Пристроил я кое-как таратаечку и на следующий же день выехал на рассвете с благословением настоятеля.
Как видите, Бог пожалел меня. Удалось мне собрать более двух десятков овец, и червонцев немало лежало в тавлинке, а мешков с хлебом, овсом, картофелем и другими Божьими дарами набралось столько, что мне в одной помещичьей усадьбе дали воз и мальчика вместо возницы… Ну, думаю, пора возвращаться к голодной братии. Дело шло к вечеру. Дай, думаю, заеду в вашу усадьбу. Слышал, что вы щедро награждаете нас, бедных квесторов, доеду, думаю, до заката солнечного, лишь бы мне только не повстречать опять камрадов. Еду по большому тракту, а сам все привстаю на таратайке и осматриваюсь во все стороны, как аист. Пришлось проезжать мимо корчмы, а тут как из нее высыплет целая ватага. Ну, думаю, придется мне распрощаться с моими овцами; хорошо хоть денежки сумел припрятать, не доберутся до них: тавлинка глубока!
И точно, ухватились было мародеры за мое стадо, да один из камрадов указал на меня рукой и стал что-то рассказывать товарищам, упоминая Щучин и Слоним. Э-э, думаю, да это один из моих старых приятелей, он меня защитит! Подали мы друг другу руки. Но затем он засунул руку в мой карман, вынул тавлинку, высыпал весь табак из нее в свой кивер, а с табаком посыпались туда и мои червонцы.

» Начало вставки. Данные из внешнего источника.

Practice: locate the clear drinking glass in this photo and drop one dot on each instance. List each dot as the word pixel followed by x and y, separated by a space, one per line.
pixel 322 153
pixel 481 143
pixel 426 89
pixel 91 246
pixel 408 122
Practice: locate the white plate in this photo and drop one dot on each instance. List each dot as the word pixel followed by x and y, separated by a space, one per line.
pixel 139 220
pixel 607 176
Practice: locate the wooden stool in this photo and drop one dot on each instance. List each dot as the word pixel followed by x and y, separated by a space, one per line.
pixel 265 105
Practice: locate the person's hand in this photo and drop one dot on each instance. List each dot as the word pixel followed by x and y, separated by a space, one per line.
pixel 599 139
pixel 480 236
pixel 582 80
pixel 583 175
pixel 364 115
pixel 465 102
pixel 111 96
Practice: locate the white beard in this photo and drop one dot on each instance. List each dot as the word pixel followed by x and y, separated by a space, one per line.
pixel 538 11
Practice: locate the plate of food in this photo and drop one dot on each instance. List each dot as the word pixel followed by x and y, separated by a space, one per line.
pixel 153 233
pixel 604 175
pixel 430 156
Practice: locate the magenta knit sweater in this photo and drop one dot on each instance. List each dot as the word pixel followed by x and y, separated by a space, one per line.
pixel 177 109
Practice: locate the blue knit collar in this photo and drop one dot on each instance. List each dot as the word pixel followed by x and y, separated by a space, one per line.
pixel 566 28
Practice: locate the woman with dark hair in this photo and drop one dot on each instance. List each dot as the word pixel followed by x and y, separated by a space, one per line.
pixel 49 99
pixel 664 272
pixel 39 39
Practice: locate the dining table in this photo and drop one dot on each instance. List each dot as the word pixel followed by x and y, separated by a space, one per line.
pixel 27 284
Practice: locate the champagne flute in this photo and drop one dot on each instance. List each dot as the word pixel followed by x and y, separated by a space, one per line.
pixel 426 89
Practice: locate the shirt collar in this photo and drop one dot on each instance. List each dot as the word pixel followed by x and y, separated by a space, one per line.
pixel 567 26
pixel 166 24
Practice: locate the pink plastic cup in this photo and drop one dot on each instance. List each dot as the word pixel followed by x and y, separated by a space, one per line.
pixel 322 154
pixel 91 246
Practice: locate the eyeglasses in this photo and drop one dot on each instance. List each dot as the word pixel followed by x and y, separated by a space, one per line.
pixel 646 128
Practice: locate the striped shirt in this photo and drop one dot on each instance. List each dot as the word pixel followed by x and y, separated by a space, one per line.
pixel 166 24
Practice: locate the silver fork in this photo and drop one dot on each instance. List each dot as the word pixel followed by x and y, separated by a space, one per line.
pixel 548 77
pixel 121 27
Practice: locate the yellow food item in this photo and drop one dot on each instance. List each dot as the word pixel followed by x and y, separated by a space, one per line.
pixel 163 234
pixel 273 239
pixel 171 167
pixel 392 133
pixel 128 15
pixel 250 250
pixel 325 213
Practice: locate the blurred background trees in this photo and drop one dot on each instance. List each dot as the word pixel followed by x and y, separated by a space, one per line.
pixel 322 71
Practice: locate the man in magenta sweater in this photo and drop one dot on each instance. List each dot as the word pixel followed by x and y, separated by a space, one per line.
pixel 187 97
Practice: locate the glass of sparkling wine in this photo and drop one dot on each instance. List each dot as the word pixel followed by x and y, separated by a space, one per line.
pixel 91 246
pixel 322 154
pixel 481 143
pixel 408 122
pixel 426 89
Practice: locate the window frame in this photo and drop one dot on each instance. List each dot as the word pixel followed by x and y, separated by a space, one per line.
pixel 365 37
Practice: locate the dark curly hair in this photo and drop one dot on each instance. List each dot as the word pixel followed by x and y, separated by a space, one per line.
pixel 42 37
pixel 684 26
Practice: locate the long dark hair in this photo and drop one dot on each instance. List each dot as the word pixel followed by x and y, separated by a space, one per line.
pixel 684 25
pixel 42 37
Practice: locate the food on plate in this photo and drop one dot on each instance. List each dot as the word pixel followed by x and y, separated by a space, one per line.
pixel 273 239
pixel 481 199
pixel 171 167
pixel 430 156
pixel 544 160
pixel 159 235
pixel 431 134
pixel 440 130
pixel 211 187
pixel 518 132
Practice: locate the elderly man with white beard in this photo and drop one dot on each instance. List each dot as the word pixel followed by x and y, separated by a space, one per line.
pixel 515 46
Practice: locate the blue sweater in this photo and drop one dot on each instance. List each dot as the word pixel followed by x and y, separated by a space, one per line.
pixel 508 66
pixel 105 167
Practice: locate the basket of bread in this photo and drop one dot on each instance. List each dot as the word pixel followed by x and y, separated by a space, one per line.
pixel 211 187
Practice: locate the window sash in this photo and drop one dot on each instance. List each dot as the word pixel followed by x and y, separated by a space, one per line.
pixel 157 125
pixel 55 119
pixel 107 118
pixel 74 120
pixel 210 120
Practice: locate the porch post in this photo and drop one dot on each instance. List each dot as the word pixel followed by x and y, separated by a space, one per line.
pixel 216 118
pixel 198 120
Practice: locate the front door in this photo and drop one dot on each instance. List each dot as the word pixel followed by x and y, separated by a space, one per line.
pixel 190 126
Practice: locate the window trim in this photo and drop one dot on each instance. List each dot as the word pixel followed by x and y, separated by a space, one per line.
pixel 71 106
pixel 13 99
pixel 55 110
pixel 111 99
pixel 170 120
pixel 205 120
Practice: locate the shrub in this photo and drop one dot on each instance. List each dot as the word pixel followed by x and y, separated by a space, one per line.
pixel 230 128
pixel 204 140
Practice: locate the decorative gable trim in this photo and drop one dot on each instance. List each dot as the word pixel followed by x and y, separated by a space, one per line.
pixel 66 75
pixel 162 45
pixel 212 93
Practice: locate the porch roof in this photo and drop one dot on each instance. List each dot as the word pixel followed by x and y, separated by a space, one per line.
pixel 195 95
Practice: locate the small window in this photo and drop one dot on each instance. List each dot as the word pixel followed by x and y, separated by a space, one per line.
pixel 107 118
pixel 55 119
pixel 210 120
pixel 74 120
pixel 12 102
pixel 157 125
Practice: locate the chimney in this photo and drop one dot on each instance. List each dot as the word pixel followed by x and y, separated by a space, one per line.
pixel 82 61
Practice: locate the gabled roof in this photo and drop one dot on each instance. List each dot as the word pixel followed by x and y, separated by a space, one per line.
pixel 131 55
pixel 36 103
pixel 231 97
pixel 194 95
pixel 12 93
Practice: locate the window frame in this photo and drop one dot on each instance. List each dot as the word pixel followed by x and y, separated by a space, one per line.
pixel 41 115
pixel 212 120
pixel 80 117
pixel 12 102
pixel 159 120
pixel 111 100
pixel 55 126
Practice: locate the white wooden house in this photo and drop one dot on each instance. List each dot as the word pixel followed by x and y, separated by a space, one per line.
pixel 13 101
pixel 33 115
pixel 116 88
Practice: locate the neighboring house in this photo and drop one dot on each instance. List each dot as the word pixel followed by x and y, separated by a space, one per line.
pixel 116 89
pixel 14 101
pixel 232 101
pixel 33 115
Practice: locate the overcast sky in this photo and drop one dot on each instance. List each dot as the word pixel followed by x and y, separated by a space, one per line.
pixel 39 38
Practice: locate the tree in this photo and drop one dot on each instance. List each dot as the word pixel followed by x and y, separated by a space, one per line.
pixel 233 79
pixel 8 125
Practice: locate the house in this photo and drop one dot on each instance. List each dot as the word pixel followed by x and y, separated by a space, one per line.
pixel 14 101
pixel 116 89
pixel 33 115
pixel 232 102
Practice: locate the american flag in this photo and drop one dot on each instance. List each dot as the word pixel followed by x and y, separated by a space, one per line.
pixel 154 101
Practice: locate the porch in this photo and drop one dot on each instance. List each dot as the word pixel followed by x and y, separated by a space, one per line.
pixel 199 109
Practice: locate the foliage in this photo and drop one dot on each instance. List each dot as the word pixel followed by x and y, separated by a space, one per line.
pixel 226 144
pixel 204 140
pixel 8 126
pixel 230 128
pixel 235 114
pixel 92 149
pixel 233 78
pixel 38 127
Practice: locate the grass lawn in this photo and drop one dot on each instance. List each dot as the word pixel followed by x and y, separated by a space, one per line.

Его товарищи хотели расхватать у него эти деньги, но он не дал, а разделил червонцы поровну между всеми. Затем высыпал снова табак в мою тавлинку и весьма любезно подал ее мне.
Нахохотавшись вдоволь и обыскав всю мою одежду, они было бросились снова на моих овец, но тут послышался лошадиный топот и нежданно-негаданно появился уланский офицер, а за ним вскачь неслась и его команда. Офицер закричал что-то мародерам по-французски, потом обратился по-польски к подъехавшим уланам: «Это те самые птицы, которых велено по приказанию Наполеона поймать и отправить в Минск. Окружите их и – марш вместе с ними!».